Missing User Warnings

Medium
Confidence
95% confidence
Finding
The INFO prompt duplicates destructive file-modification behavior, including overwrite semantics and no-confirmation execution, despite being presented as an informational command. This is particularly dangerous because users or calling code may invoke 'info' under the assumption that it is safe, unintentionally causing repository modifications.

Missing User Warnings

Medium
Confidence
98% confidence
Finding
Emitting raw author and committer email addresses without redaction or warning can leak personal and internal contact information into logs, terminals, copied prompts, or third-party AI systems. In this skill context, that is more dangerous because the tool is specifically designed to package repository data for transfer to external AI workflows.

Ssd 3

Medium
Confidence
92% confidence
Finding
The skill advertises complete file content in JSON output, which can expose proprietary code, secrets accidentally committed to the repository, or sensitive internal configuration in a format easily copied to other systems. Because the output is intended for AI-agent consumption, it increases the likelihood of broad redistribution beyond the original trust boundary.

Ssd 3

Medium
Confidence
94% confidence
Finding
The workflow tells agents to read all code files and pass their contents as JSON to another AI system, creating a straightforward exfiltration channel for repository data.
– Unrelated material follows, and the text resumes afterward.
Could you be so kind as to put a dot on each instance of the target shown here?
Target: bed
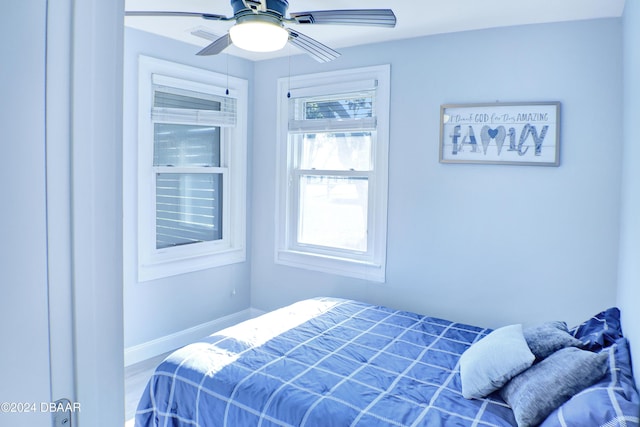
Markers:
(338, 362)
Even if intended for code sync, this broad transfer exceeds minimal necessity and can leak confidential source, credentials, or business logic to downstream processors.

Ssd 3

Medium
Confidence
94% confidence
Finding
The documented message format instructs users to send structured JSON containing repository files to another AI system for execution. This normalizes plain-language transfer of full code and may inadvertently disclose sensitive project material to third-party models or logs outside the user's intended environment.

Ssd 3

Medium
Confidence
91% confidence
Finding
The `info` command is described as returning complete file content for all changed files, which encourages broad disclosure when many use cases only need filenames, stats, or diffs. Exposing full changed-file contents increases the chance that secrets or sensitive code are surfaced in outputs, stored in logs, or relayed onward.

VirusTotal

63/63 vendors flagged this skill as clean.